Nós mergulhamos, encaramos, vamos fundo, descobrimos. Emergimos renovados, emanando confiança, inspirando certeza: agora nós sabemos, agora nós podemos, agora nós queremos. Decidimos, agimos, fazemos, acontecemos. Nós conquistamos, nós vibramos, nós compartilhamos vitórias.
Esse texto genérico poderia, quem sabe, ser parte de algum “manifesto”, aquela sustentação aleatória que pretende defender um conceito de marca. Escrever manifestos é um talento particular de alguns criativos. Tenho admiração por eles, parecem sempre ligados, prontos para o estímulo de uma acelerada manifestante. Chega o job, uma leitura rápida e já saem em disparada. Um manifesto não admite paradas para retomar o fôlego, vacilos, olhadelas para trás, qualquer pausa. Um manifesto sai de uma vez só, pelo menos a primeira versão.
Você precisa ter na ponta da língua palavras-chave que levem a frases feitas e afeitas ao senso comum. Precisa manter uma levada de poesia pobre, senão complica. Nada de termos que remetam a reflexões profundas. Um manifesto tem de ser como uma voadeira, aquela embarcação de alumínio que desliza rápida pela superfície, jamais um submarino, com suas borbulhas e mistérios. Tem de ser simples, mas atenção, precisa parecer complexo.
Não naquilo que você define como complexo, mas nas expressões que os seus receptores estabeleceram como “profundas”. Um manifesto exige um tom simpaticamente imperativo e entusiasta e, ao mesmo tempo, deve ser temperado com certo romantismo de utopia, mas que, ao mesmo tempo, inspire e estimule superação. Escrever manifestos, portanto, é uma arte. Não basta saber e gostar de escrever. Fosse assim, seria fácil, bastava soltar a imaginação e expressar seu talento literário.
Para escrever manifestos, é preciso saber renunciar exatamente àquilo que você crê fazer melhor, sem deixar, no entanto, de se utilizar dos recursos do que você crê que faz melhor, com o cuidado de mantê-los sob controle, para que não interfiram mais do que o necessário e acabem, desastradamente, revelando o que você faz melhor, e estragando o manifesto.
Eu sei que parece complicado e é mesmo. É como guiar uma Maserati como se fosse um Fiat Uno. É preciso intuir o que é necessário fazer e o que não fazer, para deixar a performance da Maserati distante da mera performance de um Fiat Uno, mas perfeitamente alinhada com a performance de um Maserati rodando como um Fiat Uno. Compreendem o nível de especialização exigido?

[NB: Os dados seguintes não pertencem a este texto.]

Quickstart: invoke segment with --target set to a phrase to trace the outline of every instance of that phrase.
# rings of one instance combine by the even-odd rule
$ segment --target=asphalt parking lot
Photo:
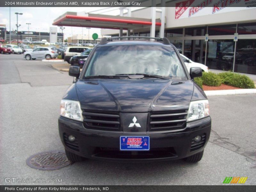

O seu talento para a escrita é a Maserati, mas o manifesto é o Fiat Uno. Podemos até supor que, nesse caso, um motorista de Fiat Uno se saia melhor no desafio. Não é verdade. Um motorista de Fiat Uno jamais dirigiria uma Maserati como se fosse um Fiat Uno. Ele, ou iria tentar fazer a Maserati rodar como Maserati ou sequer conseguiria sair do lugar. Falharia nos dois casos. O segredo está nos receptores da mensagem enxergarem nela uma Maserati (valor), mas num desempenho suficientemente (mas não evidentemente) medíocre para não atrapalhar a sua compreensão.